Multi Armed Bandits (MABs) are a broad field of research pursuing different streams. In addition to the common objective of maximizing the cumulative reward, there are also so-called Best-Arm (identification) Bandits, cf. Lattimore and Szepesvári (2020), Chapter 33 or Audibert et al. (2010). The goal of the latter algorithms is to identify only the best arm (consequently, they aim to maximize the simple regret instead of the cumulative regret).
Since a Best-Arm Bandit also involves a stochastic environment and also receives rewards by taking actions, I wonder if Best-Arm Bandits belong to the domain of reinforcement learning?
I came across this related post (which, however, refers to Multi Armed Bandits in terms of the cumulative regret). From the responses in the post, my understanding is that the "purely evaluative feedback" should also apply to Best-Arm Bandits.

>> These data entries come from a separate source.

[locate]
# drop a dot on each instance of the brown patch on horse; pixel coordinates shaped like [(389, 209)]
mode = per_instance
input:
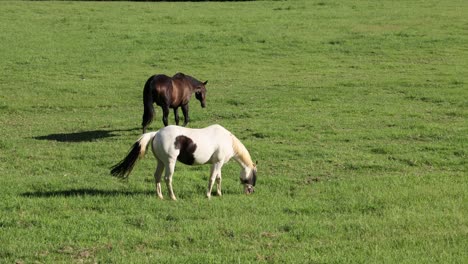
[(187, 148)]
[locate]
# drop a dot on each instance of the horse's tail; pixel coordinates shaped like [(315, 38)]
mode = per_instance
[(125, 166), (148, 112)]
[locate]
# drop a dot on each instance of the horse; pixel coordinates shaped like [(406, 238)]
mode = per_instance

My intention would categorize Best Armed Bandits as Reinforcement Learning, not only because of the presence of the evaluative feedback but also because they constitute the simplest form of all Reinforcement Learning problems at all, namely a Markov Decision Process with only one single state $s$, a discrete set of actions $a\in A$ and a reward function $r(s,a)$ with the associated goal of maximizing the average reward. For an infinite horizon, this should be the same goal as identifying the best arm.